Federal Labor says the Coalition must stand up for press freedom, while its leader said there is only so much it can do from opposition.
Labor leader Anthony Albanese says his party will examine a breadth of suggestions for protecting press freedom, but has stressed he is limited in how he can grapple with the issue from opposition.
Mr Albanese says Prime Minister Scott Morrison's government must take the lead on ensuring the freedom of the press, following Australian Federal Police raids on two media outlets.
"We'll examine all of those issues, but bear in mind that I'm here as the Labor leader, not as the leader of the government," Mr Albanese told reporters in Perth on Sunday.
"The government needs to actually respond to these issues.

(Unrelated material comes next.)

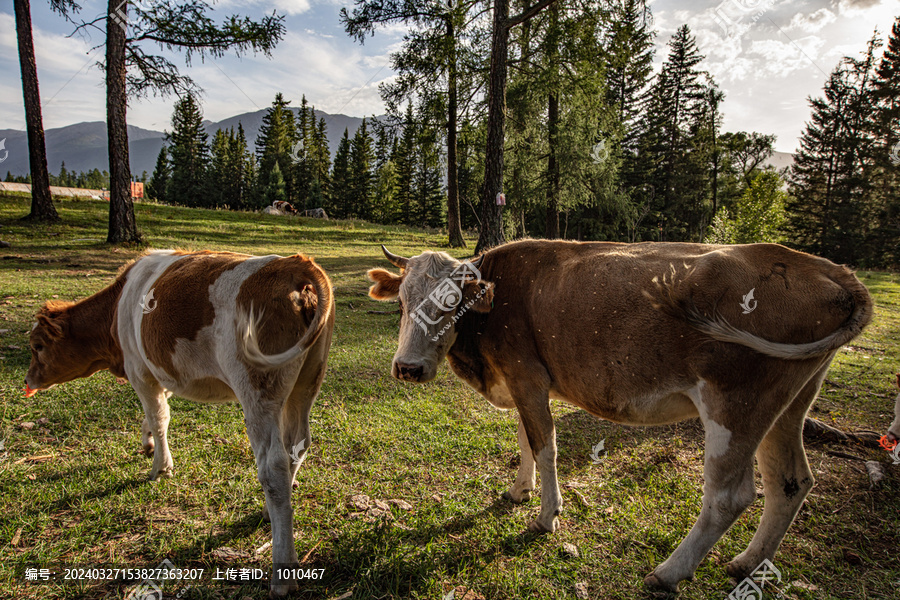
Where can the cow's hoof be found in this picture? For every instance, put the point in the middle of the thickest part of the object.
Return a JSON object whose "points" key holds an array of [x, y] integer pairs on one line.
{"points": [[738, 570], [166, 473], [282, 589], [654, 582], [524, 496], [537, 527]]}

"We're not in a position to determine legislation. The government has an absolute majority in the House of Representatives."
Mr Morrison has insisted the government is committed to press freedom as well as ensuring that no one is above the law.
The AFP last week raided ABC's Sydney headquarters and the Canberra home of News Corp journalist Annika Smethurst, over stories that were the result of leaked information.
The ABC was raided over 2017 stories on allegations Australian soldiers may have carried out unlawful killings in Afghanistan, based on leaked Defence papers.
The warrant executed on Ms Smethurst's home was over the 2018 publication of a leaked plan to allow the Australian Signals Directorate to spy on Australians.
Labor has also been keen to highlight that the AFP's two raids preceded it dropping an investigation into the leaking of details of a classified briefing about the so-called Medevac Bill, which changed the process for asylum-seeker medical transfers.
Centre Alliance Senator Rex Patrick is pushing for Australia to protect freedom of expression, including press freedom, in its constitution.
He argues the step, which would require a referendum, is necessary to deal with inconsistencies between existing laws.
"Rather than perhaps go back and adjust every single one of them, if we had, as we should have, a provision in our constitution that protects freedom of the press, it would change the lens through which those laws were interpreted and indeed, may make some of them completely invalid," he told Sky News.